In Colorado’s 150th year of statehood, TERRITORIES offers a composite view of history: not a single narrative through line, but stories from many perspectives.
THE LAND ITSELF IS THE ARCHIVE
Our histories draw boundaries, assert ownership, and express the cultural values and ambitions of those who wrote them. Histories illuminate truths and obscure them in equal measure; they often contradict each other. But every account of Colorado’s past reveals a basic human desire to claim one’s relationship to the earth.
Taken together, these stories reveal a common humanity and sense of belonging; they allow us to see ourselves in perspectives far different than our own; they put us more closely in touch with a landscape we already loved, and thought we knew.

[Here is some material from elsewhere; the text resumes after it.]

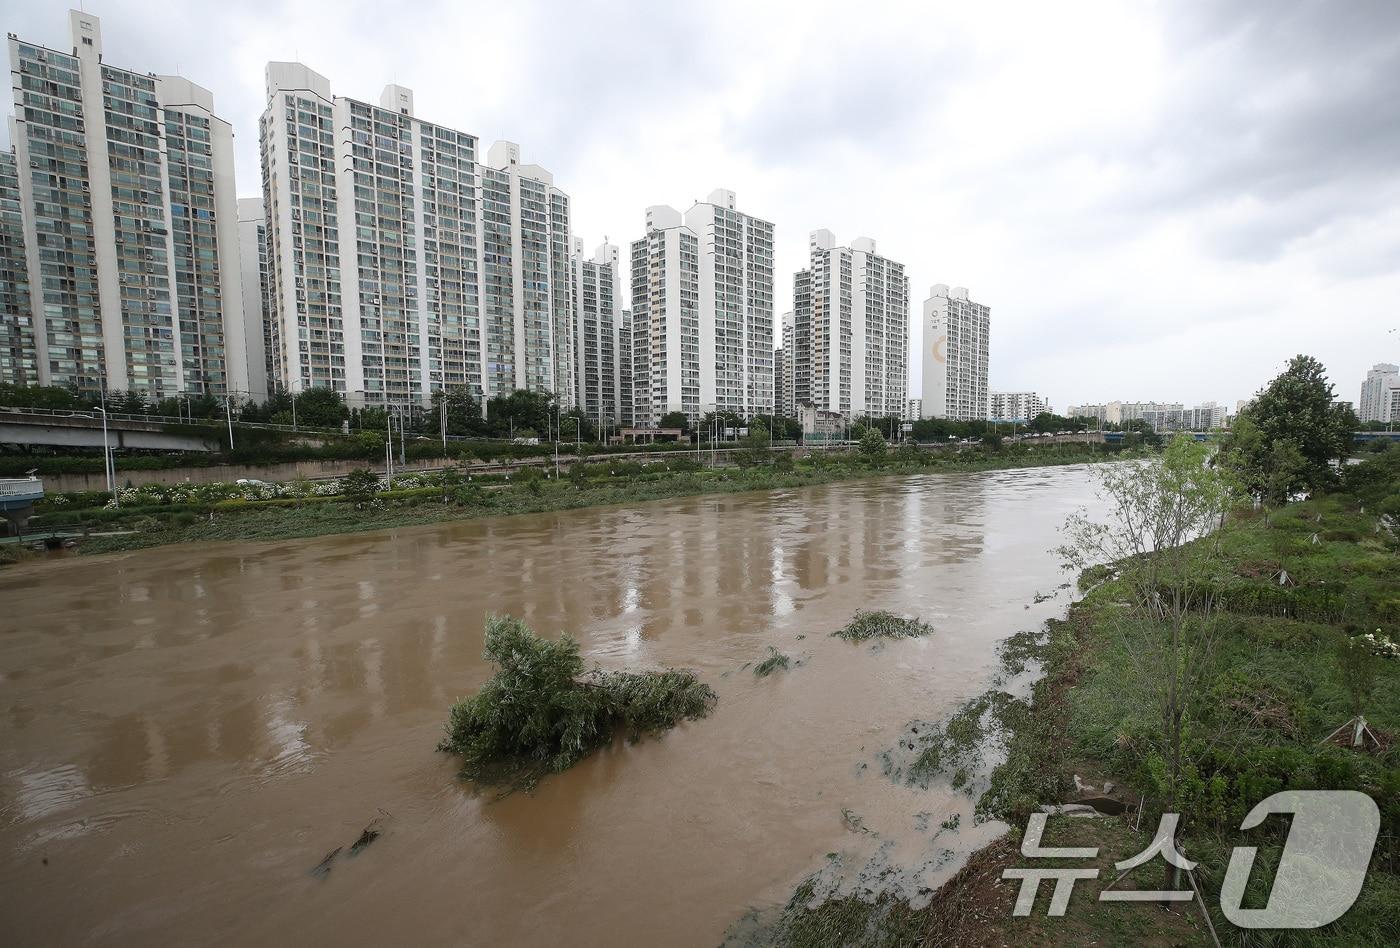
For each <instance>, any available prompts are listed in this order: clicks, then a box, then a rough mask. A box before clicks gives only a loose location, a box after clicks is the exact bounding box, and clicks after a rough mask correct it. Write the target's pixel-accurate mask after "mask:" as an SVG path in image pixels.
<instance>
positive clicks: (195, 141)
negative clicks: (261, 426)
mask: <svg viewBox="0 0 1400 948" xmlns="http://www.w3.org/2000/svg"><path fill="white" fill-rule="evenodd" d="M69 25H70V31H71V41H73V45H71V52H60V50H55V49H48V48H45V46H41V45H36V43H29V42H25V41H21V39H18V38H15V36H13V35H11V36H10V67H11V84H13V88H14V105H15V115H14V122H13V126H11V130H13V136H11V137H13V140H14V150H15V169H17V188H18V202H20V214H21V220H22V230H24V249H25V267H27V277H28V297H29V298H28V304H27V312H28V314H29V315H31V319H29V326H28V330H29V332H32V340H29V339H27V340H25V342H24V343H22V346H21V349H24V350H28V349H32V351H34V356H32V361H34V370H35V371H34V374H35V379H36V381H38V382H39V384H43V385H66V386H71V388H76V389H80V391H84V392H98V391H99V389H102V388H106V389H126V391H134V392H140V393H143V395H146V396H150V398H164V396H169V395H175V393H179V392H207V393H224V392H230V391H232V392H246V391H248V365H246V349H245V346H244V342H242V336H244V322H242V321H244V307H242V287H241V279H239V266H238V228H237V206H235V186H234V151H232V129H231V127H230V125H228V123H227V122H224V120H223V119H220V118H218V116H216V115H214V111H213V97H211V95H210V92H209V91H207V90H204V88H200V87H199V85H195V84H193V83H190V81H189V80H185V78H181V77H176V76H150V74H147V73H136V71H132V70H126V69H119V67H116V66H111V64H109V63H106V62H104V59H102V28H101V22H99V21H98V18H97V17H94V15H91V14H87V13H83V11H78V10H73V11H70V14H69ZM6 364H7V363H0V367H3V365H6Z"/></svg>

TERRITORIES explores one of America’s most iconic regions through the hidden histories embedded in the landscape — surprising, sometimes unsettling, always illuminating.
A MAP AS A MIRROR
The project takes its name from the speculative, colonial language of the 19th century, when the United States first staked its claim to these lands. But its deeper inspiration reaches back further — to a single remarkable map.
In 1776, Spanish cartographer Bernardo de Miera y Pacheco set out with the Dominguez-Escalante expedition, among the first Europeans to explore this region. The map he made is a document full of contradictions: on paper, the land belonged to the Spanish crown; in reality, it was home to Native peoples who had known it for centuries.
Miera’s map is more than a record of geography. It’s an act of imagination — part colonial arrogance, part evangelical mission, but full of genuine wonder and interest in unfamiliar people and cultures. It’s one man trying to make sense of an extraordinary journey through an unknown world.
TERRITORIES takes inspiration from Miera’s beautiful, flawed, deeply-human attempt to depict this land and the people who have called it home.